"...I cherished every moment I had with him. Some people would say why out your son through the pain... but I wanted to give him a chance"----Greg Spriggs
January 6th, would have marked the 3rd birthday of little Andrew Spriggs. I have to admit, I've been sitting on this story and thought about sharing during Thanksgiving, but something in my heart told me no; it wasn't the right time. I have to admit that even while writing this piece, I find myself taking breaks because it's hard to write and cry at the same time. Greg Spriggs, one of my good old Howard buddies (HU!!!!) and his beautiful wife, Artavia, were expecting their second child. Like all friends do, I wished them a big Congratulations because as a mother of two, I know what a blessing children are. During my periodic Facebook scrolling and commenting, I came across a post about prayers for little baby Andrew. Immediately I began to tear up and got down on my knees and prayed that night with my husband. I couldn't help but cry because I cannot possibly imagine what Greg and his wife were going through. I found it hard to grasp the concept of what was going on with their little family and even in my 30s I found myself questioning God, why he would put a husband and wife through this. I found that soon after I saw the initial prayer request, little Andrew had passed. The Lord called him home.
Baby Andrew was born at 20 weeks. It would be difficult for him to survive on his own given the fact that his lungs weren't fully developed. With multiple hospital transfers, surgeries to follow and a slew of medical experts telling them there was no way he would make it, every day was a miracle. Weighing in at 14 ounces, less than 1 lb, little Andrew lived for 6 amazing months.
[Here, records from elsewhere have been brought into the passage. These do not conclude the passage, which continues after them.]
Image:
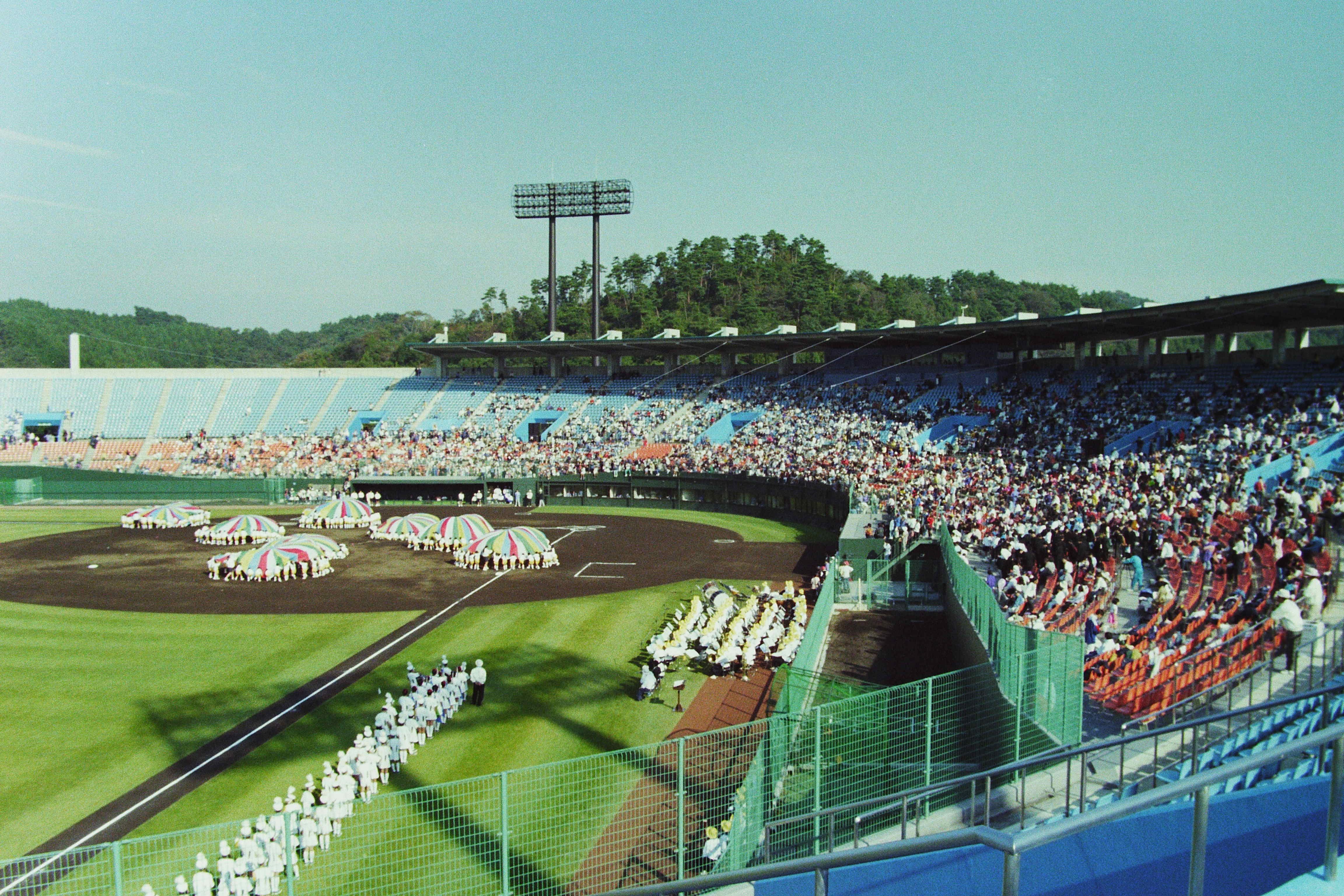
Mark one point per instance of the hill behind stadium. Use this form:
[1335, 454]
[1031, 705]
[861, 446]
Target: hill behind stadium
[749, 283]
I asked my friend, how he and his wife found the strength to have hope and go on every single day no knowing if that day was going to be his last day, he simply stated "we decided to leave it in God"s hands."
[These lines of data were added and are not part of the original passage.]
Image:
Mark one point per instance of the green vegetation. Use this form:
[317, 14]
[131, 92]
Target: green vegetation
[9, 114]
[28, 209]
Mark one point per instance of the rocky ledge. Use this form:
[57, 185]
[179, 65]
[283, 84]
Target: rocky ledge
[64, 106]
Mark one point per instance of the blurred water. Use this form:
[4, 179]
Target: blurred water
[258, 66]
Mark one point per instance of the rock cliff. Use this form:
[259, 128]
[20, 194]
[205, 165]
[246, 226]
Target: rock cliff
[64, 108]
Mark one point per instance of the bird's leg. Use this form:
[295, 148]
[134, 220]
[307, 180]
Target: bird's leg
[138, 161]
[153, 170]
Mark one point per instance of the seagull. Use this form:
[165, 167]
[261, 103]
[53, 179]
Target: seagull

I can't describe, how powerful these words seemed to me, all of a sudden. Don't get me wrong, I have heard this phrase on more than one occasion, however this time it was different, I felt connected to them 3,000+ miles away. It occurred to me that they were a praying family and that a praying family such as the Spriggs, were at peace. They were at peace no matter the outcome. Sadly, around 3 a.m., his heart rate started to fall...he passed in the arms of his parents. Greg and his wife built a very special bond with their son Andrew and although Greg prayed fro another son, God knew what he was doing and blessed him with another girl who looks just like him... I often think about Greg and Atarvia and their two little girls and often wonder how do we as parents even begin to explain life with all of its ups and downs, disappointments and intricacies. I asked him, how as a parent you explain this? At best, his answer was simple.."put it in God's hands" . While Greg knows they will meet one day again, he hopes that his son isn't mad at him and his wife for letting him suffer in pain, I don't believe that for one bit that Andrew was upset. I believe that Andrew, while uncomfortable being here on earth, was not mad, but fortunate to experience God's love in the flesh. I believe that Andrew enjoyed meeting his mother, father, and older sister who loved him so much. I believe that Andrew experienced God's love and his goodness in the form of the outpouring of love, support, prayers, and all of the medical staff that tried their hardest to help him survive each and every single day. Most importantly, little Andrew had so much love that he would never experience the pain and disappointment of what the world has in it. He only experienced love...amazing, tremendous love and therein lies the beauty and joy of Andrew's life. If only we were all so lucky. Happy Birthday little Andrew, You are blessing more than you would ever know!